Shiro Ishii
The man who commanded Unit 731, Shiro Ishii
We're all familiar with the horror stories of the Holocaust, Auschwitz and the torturous scenarios playing out behind the barbed wire fences of the many other death camps across Germany in the War. But have you heard of the equally horrific Unit 731?

Unit 731 was the equivalent to Auschwitz, not by death tolls, but by the methods of torture employed on the civilian and military prisoners held captive. Not only the torture, but the underlying nature of why the Japanese employed such brutality at the time, is also shocking.

Shiro Ishii - who was never charged with any war crimes - was the commander of the Imperial Japanese Army's Unit 731. This closely guarded secret wasn't widely acknowledged until the mid-1980s, when the extent of the human experiments began to surface.

Cholera, anthrax, the bubonic plague and other pathogens were used to deliberately infect Chinese, Koreans and prisoners of war. What's more, procedures on the human body - to see what it could withstand - were routinely conducted without anesthesia. Common were the live vivisections, frostbite procedures and then hitting arms to see how they broke, weapons testing and pressure chambers...to see "how much a human could take before his eyes popped out."

Whole villages were reportedly infected with the plague and cholera as the Japanese attempted to expedite the research outcomes of such experiments, releasing infected rats into the areas.

According to one document outlining the use of Unit 731, people were often referred to as "Maruta, or wooden logs."

The initial set up in 1938, according to many sources, was for the development of biological weapons in the event of germ warfare. With university and research support, there was always an abundance of doctors to carry out the atrocities, essentially using the person as a guinea pig. Reportedly, between 3,000 and 10,000 people were experimented on - depending on the documents you read.
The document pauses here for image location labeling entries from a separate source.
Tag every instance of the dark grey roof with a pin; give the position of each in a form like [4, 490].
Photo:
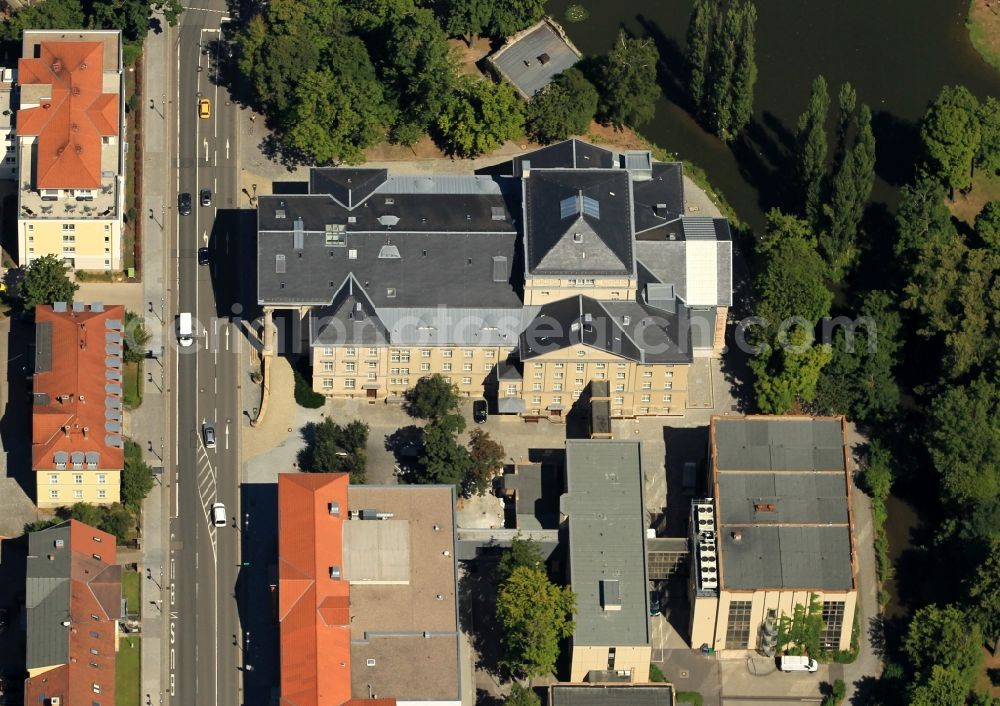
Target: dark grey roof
[649, 336]
[578, 221]
[782, 482]
[43, 346]
[612, 695]
[568, 154]
[607, 539]
[535, 58]
[47, 597]
[349, 186]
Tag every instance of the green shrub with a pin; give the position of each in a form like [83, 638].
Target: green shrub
[305, 396]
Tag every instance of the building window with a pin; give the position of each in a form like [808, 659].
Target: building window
[833, 624]
[738, 626]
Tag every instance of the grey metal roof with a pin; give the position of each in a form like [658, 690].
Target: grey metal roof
[578, 240]
[43, 346]
[612, 695]
[607, 539]
[47, 597]
[782, 482]
[520, 62]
A further 250,000 perished - possibly in the "field testing" through biological warfare experiments.

One of the reasons it took so long for the existence of Unit 731 surface, was the extent to which evidence and buildings were destroyed before the Japanese surrender, leaving no trace of what had occurred.

One account, by Morioka, a 72-year-old elderly farmer who served as a medical assistant in the Japanese Army remembers one young man, tied naked to a bed in preparation for a live dissection.
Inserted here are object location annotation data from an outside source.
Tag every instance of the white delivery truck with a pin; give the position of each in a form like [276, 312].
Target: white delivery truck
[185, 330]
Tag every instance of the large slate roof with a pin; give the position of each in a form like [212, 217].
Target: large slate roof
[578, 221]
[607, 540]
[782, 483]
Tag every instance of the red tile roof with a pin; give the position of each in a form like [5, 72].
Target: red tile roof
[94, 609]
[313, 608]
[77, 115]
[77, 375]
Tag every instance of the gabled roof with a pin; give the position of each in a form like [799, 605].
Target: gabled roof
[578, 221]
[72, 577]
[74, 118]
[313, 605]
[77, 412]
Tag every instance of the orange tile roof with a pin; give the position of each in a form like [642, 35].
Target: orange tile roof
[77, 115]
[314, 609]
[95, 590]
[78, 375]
"The fellow knew that it was over for him and so he didn't struggle when 'they led him into the room and tied him down," recalled Morioka, "But when I picked up the scalpel, that's when he began screaming."

"I cut him open from the chest to the stomach and he screamed terribly and his face was all twisted in agony. He made this unimaginable sound, he was screaming so horribly. But then finally he stopped. This was all in a day's work for the surgeons, but it really left an impression on me because it was my first time."
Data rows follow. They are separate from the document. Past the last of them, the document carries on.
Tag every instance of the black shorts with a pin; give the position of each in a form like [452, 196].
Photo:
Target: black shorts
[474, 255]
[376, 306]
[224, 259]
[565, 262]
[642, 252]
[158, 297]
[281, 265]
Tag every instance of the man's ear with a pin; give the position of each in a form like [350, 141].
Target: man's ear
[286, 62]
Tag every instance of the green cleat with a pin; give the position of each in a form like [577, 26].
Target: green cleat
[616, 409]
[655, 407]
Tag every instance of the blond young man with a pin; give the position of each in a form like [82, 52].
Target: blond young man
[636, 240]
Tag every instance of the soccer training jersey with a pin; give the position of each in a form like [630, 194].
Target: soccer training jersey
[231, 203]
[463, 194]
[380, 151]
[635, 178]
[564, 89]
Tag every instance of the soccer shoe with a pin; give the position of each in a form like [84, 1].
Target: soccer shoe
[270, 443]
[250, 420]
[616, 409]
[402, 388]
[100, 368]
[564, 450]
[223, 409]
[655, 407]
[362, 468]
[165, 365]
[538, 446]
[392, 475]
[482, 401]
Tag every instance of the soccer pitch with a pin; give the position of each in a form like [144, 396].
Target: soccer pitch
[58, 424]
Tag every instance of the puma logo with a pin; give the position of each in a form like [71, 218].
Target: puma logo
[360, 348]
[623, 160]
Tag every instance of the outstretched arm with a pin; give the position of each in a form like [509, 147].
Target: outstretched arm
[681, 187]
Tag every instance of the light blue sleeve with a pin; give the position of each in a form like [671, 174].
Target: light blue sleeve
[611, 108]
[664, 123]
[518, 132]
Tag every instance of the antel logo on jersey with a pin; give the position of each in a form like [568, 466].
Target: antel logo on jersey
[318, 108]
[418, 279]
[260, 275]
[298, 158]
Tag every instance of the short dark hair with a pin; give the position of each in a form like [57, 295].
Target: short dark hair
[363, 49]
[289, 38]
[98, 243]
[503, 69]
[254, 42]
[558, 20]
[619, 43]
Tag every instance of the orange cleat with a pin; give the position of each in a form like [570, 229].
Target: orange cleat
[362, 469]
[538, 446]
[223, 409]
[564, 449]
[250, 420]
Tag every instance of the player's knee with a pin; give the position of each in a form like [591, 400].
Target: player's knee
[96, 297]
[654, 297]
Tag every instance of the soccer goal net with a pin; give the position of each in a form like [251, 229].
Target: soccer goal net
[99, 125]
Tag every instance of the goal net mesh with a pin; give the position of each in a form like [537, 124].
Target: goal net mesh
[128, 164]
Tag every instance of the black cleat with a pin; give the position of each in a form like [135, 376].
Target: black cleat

As nightmarish as Unit 731 sounds, today it is the immunity that was and is still granted to those who worked in Unit 731; with doctors returning to mainstream society after the war, including Ishii's successor Dr Masaji Kitano who became the head of the largest Japanese pharmaceutical company, the Green Cross.

In 2002, reported the Australian, the courts refused to compensate 180 Chinese - victims or related to victims - for the devastation that Unit 731's experiments caused. What's even by far worse than refusal to compensate, is the knowledge that the U.S. government, rather than denounce such barbaric actions, covered up and kept quiet over the unit's dark history, "in exchange for medical data."